Chinese technologies have been preferred by Vietnamese enterprises because they are dirt cheap. Besides, it is easy to purchase equipment from Chinese suppliers, while it is more difficult to purchase equipments from European companies which only make products to orders.

In 2004-2005, when the cement market was “scorching hot” with the demand always higher than the supply, Chinese production lines, which allowed to make products soon and had low prices, was the choice of most of Vietnamese investors.

However, the massive investment has quickly made the cement market become oversupplied. Just within seven years, the design capacity of the cement industry increased by three times, while the demand increased by two folds only.

Cement plants competing to die

Cement producers complain that they are meeting too many difficulties: the demand has dropped dramatically as a result of the policy on cutting public investments to fight against inflation.

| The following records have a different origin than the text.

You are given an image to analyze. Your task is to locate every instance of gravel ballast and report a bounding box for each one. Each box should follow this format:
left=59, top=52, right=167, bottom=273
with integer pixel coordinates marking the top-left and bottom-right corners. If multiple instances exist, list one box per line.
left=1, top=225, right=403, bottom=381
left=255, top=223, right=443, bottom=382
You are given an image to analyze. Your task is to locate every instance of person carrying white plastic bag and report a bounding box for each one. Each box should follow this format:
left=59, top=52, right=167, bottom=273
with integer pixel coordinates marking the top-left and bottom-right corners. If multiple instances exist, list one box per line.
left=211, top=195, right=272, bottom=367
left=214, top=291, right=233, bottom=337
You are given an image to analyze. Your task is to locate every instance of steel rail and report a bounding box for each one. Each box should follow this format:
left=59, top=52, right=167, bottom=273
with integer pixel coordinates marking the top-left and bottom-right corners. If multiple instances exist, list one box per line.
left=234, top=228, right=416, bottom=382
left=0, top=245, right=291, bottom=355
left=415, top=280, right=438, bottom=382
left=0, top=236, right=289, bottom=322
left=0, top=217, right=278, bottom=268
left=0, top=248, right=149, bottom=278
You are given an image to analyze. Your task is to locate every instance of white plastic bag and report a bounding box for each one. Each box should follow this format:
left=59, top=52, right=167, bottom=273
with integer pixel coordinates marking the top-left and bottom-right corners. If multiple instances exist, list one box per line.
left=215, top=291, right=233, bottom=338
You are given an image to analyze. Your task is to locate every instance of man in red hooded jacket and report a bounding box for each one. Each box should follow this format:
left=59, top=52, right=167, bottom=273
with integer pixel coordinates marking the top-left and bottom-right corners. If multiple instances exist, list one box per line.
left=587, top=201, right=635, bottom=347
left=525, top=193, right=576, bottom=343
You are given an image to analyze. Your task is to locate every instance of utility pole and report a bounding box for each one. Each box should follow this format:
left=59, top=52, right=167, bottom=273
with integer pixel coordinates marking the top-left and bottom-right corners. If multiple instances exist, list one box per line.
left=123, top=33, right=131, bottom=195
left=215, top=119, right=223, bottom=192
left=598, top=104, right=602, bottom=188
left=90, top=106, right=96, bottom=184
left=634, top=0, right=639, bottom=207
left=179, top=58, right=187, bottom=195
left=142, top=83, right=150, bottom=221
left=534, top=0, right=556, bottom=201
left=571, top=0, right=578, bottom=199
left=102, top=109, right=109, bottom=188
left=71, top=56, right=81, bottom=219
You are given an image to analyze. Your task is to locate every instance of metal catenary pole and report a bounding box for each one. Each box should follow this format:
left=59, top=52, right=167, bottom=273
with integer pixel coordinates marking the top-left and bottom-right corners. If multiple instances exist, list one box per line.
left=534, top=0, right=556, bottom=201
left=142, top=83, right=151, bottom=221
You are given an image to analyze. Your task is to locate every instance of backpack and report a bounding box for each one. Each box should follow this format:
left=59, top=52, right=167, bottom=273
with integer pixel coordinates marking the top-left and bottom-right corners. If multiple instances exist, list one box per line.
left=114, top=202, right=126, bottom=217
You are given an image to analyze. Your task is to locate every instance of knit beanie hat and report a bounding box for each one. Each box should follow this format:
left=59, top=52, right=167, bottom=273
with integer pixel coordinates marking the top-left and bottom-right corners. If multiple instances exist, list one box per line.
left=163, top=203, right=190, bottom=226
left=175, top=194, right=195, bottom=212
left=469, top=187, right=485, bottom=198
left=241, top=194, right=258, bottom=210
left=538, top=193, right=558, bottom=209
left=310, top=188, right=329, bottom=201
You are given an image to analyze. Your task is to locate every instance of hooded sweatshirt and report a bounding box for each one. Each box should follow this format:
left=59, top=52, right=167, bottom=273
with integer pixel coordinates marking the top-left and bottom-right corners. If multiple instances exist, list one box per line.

However, analysts have pointed out that in fact, the problem of cement plants has existed for the last several years already. In order to compete with rivals in the context of overproduction, cement producers have to lower the sale prices to attract more buyers. In many cases, they accept to sell products at the prices lower than the production costs. The venturesome competition method has led to the fact that many companies have fallen into insolvency.

The analysts have also pointed out that in the competition, there is no winner, but all the rivals in the competition would have to die. If not counting on the price increases because of the inflation, the current cement prices would be even lower than the prices in 2003-2004, even though the input costs have increased by two or three times.

The lack of the harmonization between the cement production and infrastructure development has also been cited as a reason which has pushed cement manufacturers into big difficulties. Most cement plants are located in the north to be close to material areas.

Meanwhile, it is very costly to carry cement from the north to the south, when the demand is always very high, due to the bad infrastructure conditions, which makes the transportation costs high.

Meanwhile, Vietnam still does not have ports for cement and clinker. In order to carry cement to the south, it is necessary to carry cement on trucks from Ha Nam, Ninh Binh and Thanh Hoa, the land of most cement plants, to the nearby rivers, when the products will be loaded into barges to be carried back to the Cua Dua port in Quang Ninh province. There at Cua Dua, cement will be loaded into big ships to be carried to the south.

With the way of transport, it costs about 700-800,000 dong to carry one ton of cement to the south, or 40-45 percent of the retail prices.

This explains why the cement plants, which are in the high risks of getting bankrupted, are the ones located in the north of the central region, Ha Nam and Ninh Binh.